Lawrence Lasser, Putnam's chief executive, last June said company's growth stock managers were "too aggressive" during the bull market and that changes were in the offing. He said a review was underway, focused on the process managers followed and how their decisions were monitored.
As performance and sales have suffered industrywide, the number of funds liquidated or merged into other funds nearly tripled to 523 last year from 187 in 1999, according to Morningstar. Fund mergers generally require shareholder approval.
An announcement of any decision by the funds' board of trustees will be made "soon," Keenan said. The board was holding its monthly meeting today, he said. Boston-based Putnam, with US$315 billion under management at the end of last year, is a unit of Marsh & McLennan Cos, the biggest insurance broker.
The possibility that Putnam will soon merge some funds was reported earlier by the Web site Ignites.com.
At the end of 1999, the average Putnam stock fund had a three- year record in the top 37 percent of its peers, according to fund tracker Lipper. By the end of last year, the average Putnam stock fund's three-year record was in the top 53 percent.
Putnam's largest stock funds deteriorated more than average.
Its 10 largest stock funds, on average, were in the top third of their peers at the end of 1999, based on their performance over the previous three years. By the end of 2001, the funds were in the bottom 38 percent on average.

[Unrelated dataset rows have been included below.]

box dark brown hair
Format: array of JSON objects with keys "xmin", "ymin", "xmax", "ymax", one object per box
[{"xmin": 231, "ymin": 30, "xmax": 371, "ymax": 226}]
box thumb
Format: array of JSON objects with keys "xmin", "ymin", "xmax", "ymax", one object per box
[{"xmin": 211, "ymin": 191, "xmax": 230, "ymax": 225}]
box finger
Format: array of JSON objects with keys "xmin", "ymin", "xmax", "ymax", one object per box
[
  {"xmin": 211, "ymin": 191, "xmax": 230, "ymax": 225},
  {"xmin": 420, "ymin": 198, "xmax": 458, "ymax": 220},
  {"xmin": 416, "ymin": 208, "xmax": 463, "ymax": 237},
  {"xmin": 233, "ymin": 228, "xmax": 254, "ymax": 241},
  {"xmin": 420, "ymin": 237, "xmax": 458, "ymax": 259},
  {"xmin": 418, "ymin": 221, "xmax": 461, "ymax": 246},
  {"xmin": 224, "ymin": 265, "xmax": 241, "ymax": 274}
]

The US$16 billion Putnam New Opportunities Fund, in the top 32 percent of its peers at the end of 1999, was in the bottom 32 percent by the end of 2001. The US$3.13 billion Putnam OTC & Emerging Growth Fund, in the top 19 percent of its peers at the end of 1999, was in the bottom 2 percent at the end of 2001.
In January, Putnam fired Steve Kirson, a manager of OTC & Emerging Growth since 1996.
Stocks accounted for 79 percent of Putnam's assets under management at the end of last year.
As the funds slid, sales nose-dived. Putnam went from being the third-best selling of the 25 largest mutual fund groups in 2000 to the fourth-worst in 2001, according to Financial Research Corp, a Boston-based consulting firm. Investors pulled US$4.51 billion from Putnam's funds in 2001 after having added US$16.5 billion in 2000, according to FRC.
The poor performance of some Putnam funds during the bear market "came as a jolt, and had an impact on the confidence level that intermediaries had in Putnam," said Burton Greenwald, a Philidelphia-based mutual fund consultant, referring to the brokers who sell Putnam's funds.
Putnam is likeliest to close its most poorly performing funds, Greenwald said. "It's not likely those funds, given their recent records, are going to attract many new assets," he said.